Welcome to D-Wave¶
I’m not happy with all the analyses that go with just the classical theory, because Nature isn’t classical, dammit, and if you want to make a simulation of nature, you’d better make it quantum mechanical, and by golly it’s a wonderful problem, because it doesn’t look so easy.
It’s not a Turing machine, but a machine of a different kind.
—Richard Feynman, 1981
What We Do¶
Despite the incredible power of today’s supercomputers, many complex computing problems cannot be addressed by conventional systems. The huge growth of data and our need to better understand everything from the universe to our own DNA leads us to seek new tools that can help provide answers. Quantum computing is the next frontier in computing, providing an entirely new approach to solving the world’s most difficult problems.
While certainly not easy, much progress has been made in the field of quantum computing since 1981, when Feynman gave his famous lecture at the California Institute of Technology. Still a relatively young field, quantum computing is complex and different approaches are being pursued around the world. Today, there are two leading candidate architectures for quantum computers: gate model (also known as circuit model) and quantum annealing.
Gate-model quantum computing implements compute algorithms with quantum gates, analogously to the use of Boolean gates in classical computers.
With quantum annealers you initialize the system in a low-energy state and gradually introduce the parameters of a problem you wish to solve. The slow change makes it likely that the system ends in a low-energy state of the problem, which corresponds to an optimal solution. This technique is explained in more detail in the What is Quantum Annealing? chapter.
Quantum annealing is implemented in D-Wave’s generally available quantum computers, such as the Advantage™ and D-Wave 2000Q, as a single quantum algorithm, and this scalable approach to quantum computing has enabled us to create quantum processing units (QPUs) with more than 5000 quantum bits (qubits)—far beyond the state of the art for gate-model quantum computing.
D-Wave has been developing various generations of our “machine of a different kind,” to use Feynman’s words, since 1999. We are the world’s first commercial quantum computer company.
D-Wave’s Quantum Computer Systems¶
The D-Wave system contains a QPU that must be kept at a temperature near absolute zero and isolated from the surrounding environment in order to behave quantum mechanically. The system achieves these requirements as follows:
Cryogenic temperatures, achieved using a closed-loop cryogenic dilution refrigerator system. The QPU operates at temperatures below 15 mK.
Shielding from electromagnetic interference, achieved using a radio frequency (RF)–shielded enclosure and a magnetic shielding subsystem.

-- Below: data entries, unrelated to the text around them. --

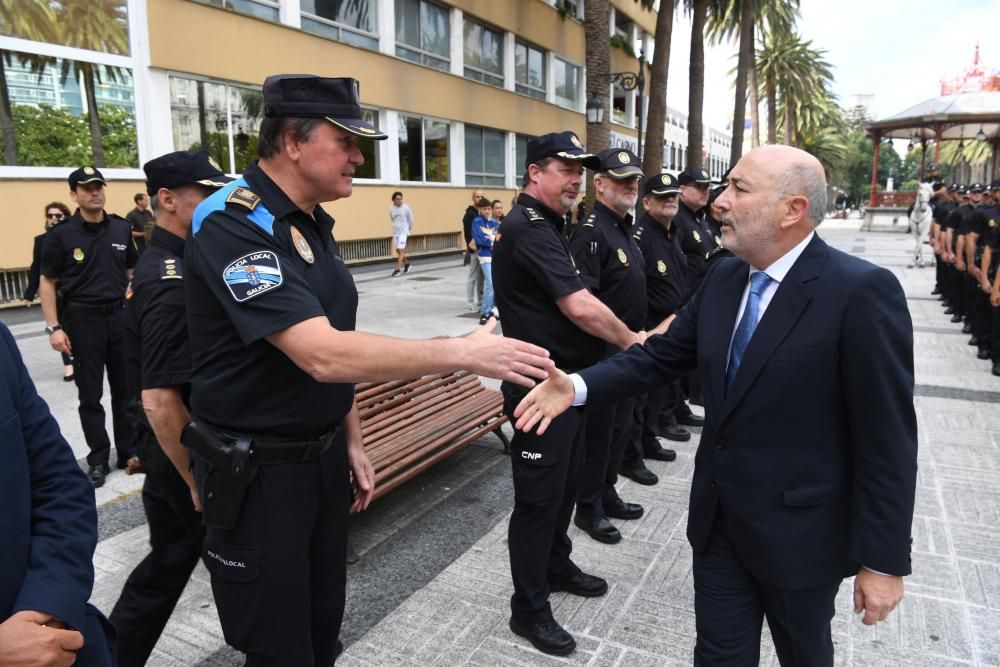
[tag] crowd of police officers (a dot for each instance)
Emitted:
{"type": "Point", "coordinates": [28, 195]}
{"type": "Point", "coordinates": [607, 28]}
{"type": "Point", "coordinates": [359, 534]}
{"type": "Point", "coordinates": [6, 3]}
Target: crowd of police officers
{"type": "Point", "coordinates": [234, 347]}
{"type": "Point", "coordinates": [967, 252]}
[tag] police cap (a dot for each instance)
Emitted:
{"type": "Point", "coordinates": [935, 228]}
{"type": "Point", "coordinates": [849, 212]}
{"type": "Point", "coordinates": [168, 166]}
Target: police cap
{"type": "Point", "coordinates": [619, 163]}
{"type": "Point", "coordinates": [564, 145]}
{"type": "Point", "coordinates": [183, 168]}
{"type": "Point", "coordinates": [85, 175]}
{"type": "Point", "coordinates": [308, 96]}
{"type": "Point", "coordinates": [694, 175]}
{"type": "Point", "coordinates": [660, 185]}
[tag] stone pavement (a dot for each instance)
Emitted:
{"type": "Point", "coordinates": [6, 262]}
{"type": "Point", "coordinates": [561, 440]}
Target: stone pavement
{"type": "Point", "coordinates": [432, 585]}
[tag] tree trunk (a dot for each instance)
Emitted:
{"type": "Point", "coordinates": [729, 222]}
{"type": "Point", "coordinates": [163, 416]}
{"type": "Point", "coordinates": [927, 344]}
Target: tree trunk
{"type": "Point", "coordinates": [754, 102]}
{"type": "Point", "coordinates": [598, 44]}
{"type": "Point", "coordinates": [743, 65]}
{"type": "Point", "coordinates": [652, 153]}
{"type": "Point", "coordinates": [696, 84]}
{"type": "Point", "coordinates": [93, 116]}
{"type": "Point", "coordinates": [6, 118]}
{"type": "Point", "coordinates": [772, 110]}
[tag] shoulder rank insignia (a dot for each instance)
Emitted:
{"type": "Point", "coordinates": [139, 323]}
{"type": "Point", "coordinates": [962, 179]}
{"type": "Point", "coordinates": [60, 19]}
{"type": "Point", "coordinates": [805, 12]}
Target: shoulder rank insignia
{"type": "Point", "coordinates": [170, 269]}
{"type": "Point", "coordinates": [244, 198]}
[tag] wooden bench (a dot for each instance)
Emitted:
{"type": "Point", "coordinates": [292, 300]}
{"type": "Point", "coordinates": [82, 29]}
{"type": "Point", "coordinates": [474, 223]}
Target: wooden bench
{"type": "Point", "coordinates": [409, 425]}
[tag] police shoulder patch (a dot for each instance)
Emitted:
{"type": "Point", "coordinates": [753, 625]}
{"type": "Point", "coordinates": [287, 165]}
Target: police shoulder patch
{"type": "Point", "coordinates": [244, 198]}
{"type": "Point", "coordinates": [170, 269]}
{"type": "Point", "coordinates": [253, 274]}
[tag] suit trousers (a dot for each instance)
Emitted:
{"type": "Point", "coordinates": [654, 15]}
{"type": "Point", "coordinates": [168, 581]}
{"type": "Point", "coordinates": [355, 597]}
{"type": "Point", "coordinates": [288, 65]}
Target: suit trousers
{"type": "Point", "coordinates": [731, 604]}
{"type": "Point", "coordinates": [152, 590]}
{"type": "Point", "coordinates": [279, 575]}
{"type": "Point", "coordinates": [609, 427]}
{"type": "Point", "coordinates": [98, 341]}
{"type": "Point", "coordinates": [546, 469]}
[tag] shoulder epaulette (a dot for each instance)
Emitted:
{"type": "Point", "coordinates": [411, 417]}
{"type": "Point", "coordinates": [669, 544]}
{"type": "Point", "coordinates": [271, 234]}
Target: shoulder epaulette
{"type": "Point", "coordinates": [243, 197]}
{"type": "Point", "coordinates": [171, 269]}
{"type": "Point", "coordinates": [533, 215]}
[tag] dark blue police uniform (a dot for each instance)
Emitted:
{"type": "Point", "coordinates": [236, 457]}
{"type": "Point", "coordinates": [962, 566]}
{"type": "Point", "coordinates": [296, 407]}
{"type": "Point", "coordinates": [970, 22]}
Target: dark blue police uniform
{"type": "Point", "coordinates": [91, 262]}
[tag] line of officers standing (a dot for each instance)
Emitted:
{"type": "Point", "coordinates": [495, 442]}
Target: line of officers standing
{"type": "Point", "coordinates": [966, 245]}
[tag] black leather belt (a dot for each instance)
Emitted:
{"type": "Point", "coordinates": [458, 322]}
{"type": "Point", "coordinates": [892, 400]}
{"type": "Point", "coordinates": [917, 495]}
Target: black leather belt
{"type": "Point", "coordinates": [99, 308]}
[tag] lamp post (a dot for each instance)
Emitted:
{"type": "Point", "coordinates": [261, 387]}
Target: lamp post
{"type": "Point", "coordinates": [628, 81]}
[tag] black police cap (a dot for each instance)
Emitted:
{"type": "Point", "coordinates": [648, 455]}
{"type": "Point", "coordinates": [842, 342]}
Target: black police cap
{"type": "Point", "coordinates": [694, 175]}
{"type": "Point", "coordinates": [179, 168]}
{"type": "Point", "coordinates": [85, 175]}
{"type": "Point", "coordinates": [661, 185]}
{"type": "Point", "coordinates": [564, 145]}
{"type": "Point", "coordinates": [619, 163]}
{"type": "Point", "coordinates": [308, 96]}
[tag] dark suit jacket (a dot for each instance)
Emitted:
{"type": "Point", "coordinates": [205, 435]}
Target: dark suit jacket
{"type": "Point", "coordinates": [812, 455]}
{"type": "Point", "coordinates": [48, 526]}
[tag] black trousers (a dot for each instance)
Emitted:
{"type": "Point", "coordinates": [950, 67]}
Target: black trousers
{"type": "Point", "coordinates": [545, 469]}
{"type": "Point", "coordinates": [98, 342]}
{"type": "Point", "coordinates": [608, 432]}
{"type": "Point", "coordinates": [730, 606]}
{"type": "Point", "coordinates": [155, 585]}
{"type": "Point", "coordinates": [279, 574]}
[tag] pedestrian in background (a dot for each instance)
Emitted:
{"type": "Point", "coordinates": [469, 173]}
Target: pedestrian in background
{"type": "Point", "coordinates": [402, 224]}
{"type": "Point", "coordinates": [55, 213]}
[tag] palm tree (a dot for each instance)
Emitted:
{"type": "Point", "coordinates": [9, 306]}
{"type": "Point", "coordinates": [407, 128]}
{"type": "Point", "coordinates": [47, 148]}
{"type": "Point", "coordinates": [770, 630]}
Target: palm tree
{"type": "Point", "coordinates": [28, 19]}
{"type": "Point", "coordinates": [652, 154]}
{"type": "Point", "coordinates": [696, 81]}
{"type": "Point", "coordinates": [95, 25]}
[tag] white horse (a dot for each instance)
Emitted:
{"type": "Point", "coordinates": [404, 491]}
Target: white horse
{"type": "Point", "coordinates": [920, 223]}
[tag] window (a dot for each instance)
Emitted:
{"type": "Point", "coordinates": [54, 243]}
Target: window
{"type": "Point", "coordinates": [262, 9]}
{"type": "Point", "coordinates": [422, 33]}
{"type": "Point", "coordinates": [483, 53]}
{"type": "Point", "coordinates": [484, 156]}
{"type": "Point", "coordinates": [350, 21]}
{"type": "Point", "coordinates": [51, 101]}
{"type": "Point", "coordinates": [216, 117]}
{"type": "Point", "coordinates": [520, 153]}
{"type": "Point", "coordinates": [567, 80]}
{"type": "Point", "coordinates": [529, 70]}
{"type": "Point", "coordinates": [423, 150]}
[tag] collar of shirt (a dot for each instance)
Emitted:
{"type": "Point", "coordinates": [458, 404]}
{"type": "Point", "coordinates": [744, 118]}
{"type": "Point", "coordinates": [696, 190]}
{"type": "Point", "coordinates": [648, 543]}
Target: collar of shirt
{"type": "Point", "coordinates": [164, 239]}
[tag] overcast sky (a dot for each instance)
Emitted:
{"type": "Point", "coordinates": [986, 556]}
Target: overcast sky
{"type": "Point", "coordinates": [897, 51]}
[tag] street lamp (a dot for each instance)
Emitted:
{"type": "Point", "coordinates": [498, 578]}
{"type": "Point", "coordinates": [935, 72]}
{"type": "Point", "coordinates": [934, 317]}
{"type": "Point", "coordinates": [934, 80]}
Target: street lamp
{"type": "Point", "coordinates": [628, 81]}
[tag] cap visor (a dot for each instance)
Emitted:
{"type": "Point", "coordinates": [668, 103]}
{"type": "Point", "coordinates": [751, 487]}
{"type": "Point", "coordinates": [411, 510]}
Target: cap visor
{"type": "Point", "coordinates": [624, 172]}
{"type": "Point", "coordinates": [358, 127]}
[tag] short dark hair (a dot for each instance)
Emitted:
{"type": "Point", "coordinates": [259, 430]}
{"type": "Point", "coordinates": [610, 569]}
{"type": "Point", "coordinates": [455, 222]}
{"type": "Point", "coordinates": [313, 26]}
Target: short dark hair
{"type": "Point", "coordinates": [541, 164]}
{"type": "Point", "coordinates": [273, 130]}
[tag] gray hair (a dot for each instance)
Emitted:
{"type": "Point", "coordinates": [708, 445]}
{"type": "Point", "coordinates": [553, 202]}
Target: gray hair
{"type": "Point", "coordinates": [270, 141]}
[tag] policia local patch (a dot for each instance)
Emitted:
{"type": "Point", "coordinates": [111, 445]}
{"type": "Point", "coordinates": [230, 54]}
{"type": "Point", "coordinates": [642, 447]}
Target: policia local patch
{"type": "Point", "coordinates": [253, 274]}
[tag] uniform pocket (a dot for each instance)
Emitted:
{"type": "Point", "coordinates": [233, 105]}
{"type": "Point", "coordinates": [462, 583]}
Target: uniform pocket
{"type": "Point", "coordinates": [233, 563]}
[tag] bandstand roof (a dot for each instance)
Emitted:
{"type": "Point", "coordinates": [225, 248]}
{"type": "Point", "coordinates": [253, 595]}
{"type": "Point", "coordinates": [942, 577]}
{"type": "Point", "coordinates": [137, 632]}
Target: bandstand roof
{"type": "Point", "coordinates": [959, 115]}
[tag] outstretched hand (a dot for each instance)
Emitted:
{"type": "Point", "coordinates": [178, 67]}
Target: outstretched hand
{"type": "Point", "coordinates": [507, 358]}
{"type": "Point", "coordinates": [545, 402]}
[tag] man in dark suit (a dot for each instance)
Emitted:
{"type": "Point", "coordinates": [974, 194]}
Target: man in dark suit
{"type": "Point", "coordinates": [807, 464]}
{"type": "Point", "coordinates": [49, 531]}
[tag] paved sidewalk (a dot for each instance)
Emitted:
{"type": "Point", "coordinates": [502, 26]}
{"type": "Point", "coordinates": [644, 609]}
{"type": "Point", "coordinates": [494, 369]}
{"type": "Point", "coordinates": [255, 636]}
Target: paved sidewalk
{"type": "Point", "coordinates": [437, 545]}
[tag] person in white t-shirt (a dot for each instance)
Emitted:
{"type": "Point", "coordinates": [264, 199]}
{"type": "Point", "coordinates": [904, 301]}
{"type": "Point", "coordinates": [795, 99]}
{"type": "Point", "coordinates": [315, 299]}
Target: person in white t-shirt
{"type": "Point", "coordinates": [402, 223]}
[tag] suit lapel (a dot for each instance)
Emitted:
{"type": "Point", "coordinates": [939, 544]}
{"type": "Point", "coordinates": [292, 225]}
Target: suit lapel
{"type": "Point", "coordinates": [787, 305]}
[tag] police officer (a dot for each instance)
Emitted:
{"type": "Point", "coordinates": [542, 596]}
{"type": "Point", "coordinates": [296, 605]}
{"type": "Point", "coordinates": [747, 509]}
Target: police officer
{"type": "Point", "coordinates": [612, 268]}
{"type": "Point", "coordinates": [544, 300]}
{"type": "Point", "coordinates": [666, 291]}
{"type": "Point", "coordinates": [91, 256]}
{"type": "Point", "coordinates": [278, 452]}
{"type": "Point", "coordinates": [159, 380]}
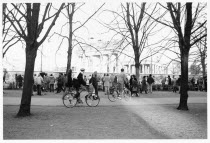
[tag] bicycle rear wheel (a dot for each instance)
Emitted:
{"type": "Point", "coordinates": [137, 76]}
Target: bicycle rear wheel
{"type": "Point", "coordinates": [127, 94]}
{"type": "Point", "coordinates": [69, 100]}
{"type": "Point", "coordinates": [113, 97]}
{"type": "Point", "coordinates": [91, 100]}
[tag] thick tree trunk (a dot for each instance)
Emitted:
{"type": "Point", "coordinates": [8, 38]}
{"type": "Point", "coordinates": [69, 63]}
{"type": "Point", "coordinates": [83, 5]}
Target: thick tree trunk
{"type": "Point", "coordinates": [70, 15]}
{"type": "Point", "coordinates": [28, 82]}
{"type": "Point", "coordinates": [137, 64]}
{"type": "Point", "coordinates": [184, 81]}
{"type": "Point", "coordinates": [69, 59]}
{"type": "Point", "coordinates": [203, 65]}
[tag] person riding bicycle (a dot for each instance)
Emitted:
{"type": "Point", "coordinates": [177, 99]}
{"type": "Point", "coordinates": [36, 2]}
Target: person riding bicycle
{"type": "Point", "coordinates": [94, 82]}
{"type": "Point", "coordinates": [81, 83]}
{"type": "Point", "coordinates": [121, 79]}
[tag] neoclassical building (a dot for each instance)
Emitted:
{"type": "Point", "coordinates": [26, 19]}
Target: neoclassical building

The D-Wave QPU (Figure 2) is a lattice of tiny metal loops, each of which is a qubit or a coupler. Below temperatures of 9.2 kelvin, these loops become superconductors and exhibit quantum-mechanical effects.
The QPU in D-Wave’s newest system, Advantage™, has more than 5,000 qubits and 35,000 couplers. To reach this scale, it uses over 1,000,000 Josephson junctions, which makes the Advantage QPU by far the most complex superconducting integrated circuit ever built.
For details on the topology of the QPU, see the D-Wave QPU Architecture: Topologies section.
For more details on the physical system, including specifications and essential safety information required for anyone who accesses the hardware directly, see the D-Wave Quantum Computer Operations manual, available from D-Wave.
D-Wave’s Software Environment¶
Users interact with the D-Wave quantum computer through a web user interface (UI), and through open-source tools that communicate with the Solver API (SAPI).1 The SAPI components are responsible for user interaction, user authentication, and work scheduling. In turn, SAPI connects to back-end servers that send problems to and return results from QPUs and additional solvers, which are located in different geographical regions (for example, North America or Europe).2
See Figure 3 for a simplified view of the D-Wave software environment.
A solver is simply a resource that runs a problem. Some solvers interface to the QPU; others leverage CPU and GPU resources.
Solvers are available by region. To view the supported regions and solvers that are available in each one, go to your Leap Dashboard.
Leap™ Quantum Cloud Service¶
Leap™ is the quantum cloud service from D-Wave Systems. Learn about the types of problems that the D-Wave quantum computer can solve, run interactive demos and coding examples on the system, contribute your coding ideas, and join the growing conversation in our community of like-minded users.
For more information, see Introduction to Leap.
Sign up for Leap here: Leap signup.
D-Wave’s Python-based open-source software development kit (SDK), Ocean, makes application development for quantum computers rapid and efficient and facilitates collaborative projects. See Ocean SDK on GitHub to access the Ocean SDK, and Ocean documentation for the associated documentation.